Law Enforcement and Forensics: Data imbalance also exists in fields such as crime pattern detection and forensic analysis. For example, rare events such as serial killings or specific criminal behaviors (e.g., anonymous threat letters) are difficult to model due to their infrequency. This scarcity of data makes it hard for predictive models to identify or generalize patterns in such cases, which can have significant real-world implications, such as delays in identifying criminal activity.
To address the issue of data imbalance, various methods have been proposed, each with its own set of advantages and disadvantages [
18]. One of the most common approaches is
oversampling, where additional samples are generated for the minority class to balance the dataset. This can be achieved by duplicating existing samples or through techniques like data augmentation, where synthetic samples are created by slightly altering existing data points. Image augmentation methods include random shifts, flips, rotations, adjustments of brightness, and combinations of these to the designated image data. While oversampling is simple to implement, it can increase the risk of
overfitting, especially if duplicate data leads the model to “memorize” specific patterns in the minority class rather than learning to generalize.
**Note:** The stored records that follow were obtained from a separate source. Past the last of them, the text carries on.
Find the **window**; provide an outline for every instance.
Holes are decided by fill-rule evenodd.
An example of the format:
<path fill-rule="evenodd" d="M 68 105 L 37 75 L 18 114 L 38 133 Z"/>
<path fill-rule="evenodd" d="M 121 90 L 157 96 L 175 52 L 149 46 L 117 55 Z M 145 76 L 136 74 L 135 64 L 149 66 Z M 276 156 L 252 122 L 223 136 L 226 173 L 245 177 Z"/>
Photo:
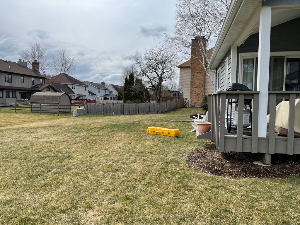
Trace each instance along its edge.
<path fill-rule="evenodd" d="M 7 83 L 11 83 L 11 74 L 5 74 L 5 82 Z"/>
<path fill-rule="evenodd" d="M 16 98 L 16 92 L 6 91 L 7 98 Z"/>

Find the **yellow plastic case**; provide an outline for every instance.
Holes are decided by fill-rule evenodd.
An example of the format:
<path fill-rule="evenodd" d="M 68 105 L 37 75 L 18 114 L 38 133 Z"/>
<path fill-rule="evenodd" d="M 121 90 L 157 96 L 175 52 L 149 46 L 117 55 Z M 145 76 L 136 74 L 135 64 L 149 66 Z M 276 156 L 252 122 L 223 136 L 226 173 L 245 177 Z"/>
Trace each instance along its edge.
<path fill-rule="evenodd" d="M 180 134 L 178 129 L 169 129 L 157 127 L 150 127 L 147 129 L 148 134 L 161 134 L 170 137 L 177 137 Z"/>

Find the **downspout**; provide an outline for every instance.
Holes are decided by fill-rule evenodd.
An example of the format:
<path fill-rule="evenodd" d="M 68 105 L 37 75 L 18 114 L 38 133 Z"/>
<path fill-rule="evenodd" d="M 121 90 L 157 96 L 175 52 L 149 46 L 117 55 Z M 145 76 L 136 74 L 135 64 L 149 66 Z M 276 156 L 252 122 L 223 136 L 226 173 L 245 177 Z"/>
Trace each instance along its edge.
<path fill-rule="evenodd" d="M 217 87 L 216 86 L 216 81 L 217 79 L 217 72 L 213 70 L 211 70 L 210 69 L 210 68 L 208 68 L 208 70 L 209 70 L 210 72 L 212 72 L 213 74 L 214 74 L 214 92 L 215 92 L 217 90 Z"/>

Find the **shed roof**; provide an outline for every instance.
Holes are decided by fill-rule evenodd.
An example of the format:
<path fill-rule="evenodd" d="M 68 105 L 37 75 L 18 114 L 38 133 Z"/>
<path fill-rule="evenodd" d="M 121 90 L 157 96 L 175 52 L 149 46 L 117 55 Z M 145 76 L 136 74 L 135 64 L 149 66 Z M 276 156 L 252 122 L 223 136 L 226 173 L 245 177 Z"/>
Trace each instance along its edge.
<path fill-rule="evenodd" d="M 53 76 L 52 78 L 52 80 L 53 81 L 53 82 L 55 83 L 59 83 L 61 84 L 71 84 L 86 87 L 88 86 L 87 85 L 84 83 L 82 83 L 80 81 L 78 80 L 76 78 L 63 73 Z"/>
<path fill-rule="evenodd" d="M 26 66 L 19 65 L 14 62 L 4 59 L 0 59 L 0 71 L 12 74 L 27 75 L 32 76 L 46 78 L 46 77 L 39 73 L 34 71 Z"/>
<path fill-rule="evenodd" d="M 94 83 L 93 82 L 91 82 L 90 81 L 87 81 L 86 80 L 85 80 L 84 82 L 86 82 L 90 85 L 93 86 L 97 88 L 99 88 L 101 89 L 104 89 L 104 90 L 109 90 L 109 89 L 106 88 L 105 86 L 103 86 L 102 84 L 100 84 L 98 83 Z"/>
<path fill-rule="evenodd" d="M 47 103 L 58 103 L 60 98 L 64 94 L 67 94 L 64 92 L 46 93 L 37 92 L 31 95 L 30 102 Z"/>

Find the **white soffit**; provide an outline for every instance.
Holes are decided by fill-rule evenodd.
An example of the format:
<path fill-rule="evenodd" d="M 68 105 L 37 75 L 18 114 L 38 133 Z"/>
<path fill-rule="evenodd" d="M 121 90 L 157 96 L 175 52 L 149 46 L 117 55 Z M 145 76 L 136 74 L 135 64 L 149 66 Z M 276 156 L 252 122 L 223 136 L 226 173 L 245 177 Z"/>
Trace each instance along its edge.
<path fill-rule="evenodd" d="M 300 9 L 272 9 L 271 11 L 271 27 L 277 26 L 298 17 L 300 17 Z M 254 29 L 250 35 L 258 33 L 259 29 L 259 25 Z"/>
<path fill-rule="evenodd" d="M 233 22 L 231 24 L 225 25 L 224 22 L 223 26 L 225 25 L 230 27 L 225 37 L 224 33 L 220 33 L 219 35 L 212 54 L 211 60 L 208 64 L 209 68 L 212 69 L 217 68 L 231 47 L 231 44 L 234 42 L 258 4 L 261 2 L 261 0 L 244 0 L 242 2 L 236 14 L 230 15 L 230 17 L 234 17 Z M 224 30 L 226 29 L 225 28 Z M 219 45 L 220 45 L 219 47 L 218 47 Z"/>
Another approach is undersampling, which involves reducing the number of samples in the majority class to create a more balanced dataset. This can be conducted randomly or using algorithms that selectively remove redundant data. Undersampling reduces the likelihood of overfitting but comes with the disadvantage of potentially discarding valuable information from the majority class, which may negatively affect the model’s overall performance.
Addressing data imbalance is critical for ensuring that machine learning models perform well, especially in applications where the accurate detection of rare events is vital. Choosing the right technique for handling data imbalance depends on the specific problem, the available data, and the performance requirements of the model. Both oversampling and undersampling have their place, but careful consideration must be given to avoid overfitting or the loss of important data. As machine learning continues to be applied in high-stakes domains such as healthcare, finance, and cybersecurity, finding effective solutions to the data imbalance problem remains an essential challenge for researchers and practitioners alike.
In this study, a novel facial forgery detection technique is proposed for effective biometric recognition using innovative deep learning networks and algorithms. The proposed algorithm effectively addresses the chronic issue of data imbalance in deep learning. Additionally, the approach allows for the determination of forgery authenticity without being constrained by specific forgery methods. The implementation and experimental results demonstrate an ACER of approximately 0.06, achieving a maximum performance improvement compared to previous studies.
The rest of this paper is described as follows. In
Section 2, dataset acquisition and the proposed algorithm are described. The experimental results are analyzed in
Section 3, and the overall discussion is mentioned in
Section 4. The terms “forgery”, “spoofing”, “counterfeiting”, and “manipulation” can have different definitions depending on the context, both in general and technical manner. In this paper, the term “forgery” is used to encompass all of the meanings of the terms mentioned above, as they all involve the creation of false or counterfeit facial information. Also, the term “genuine” is used to refer to original, unaltered facial information. This clarification of terms will help to avoid any confusion and ensure that the results of this study are interpreted correctly.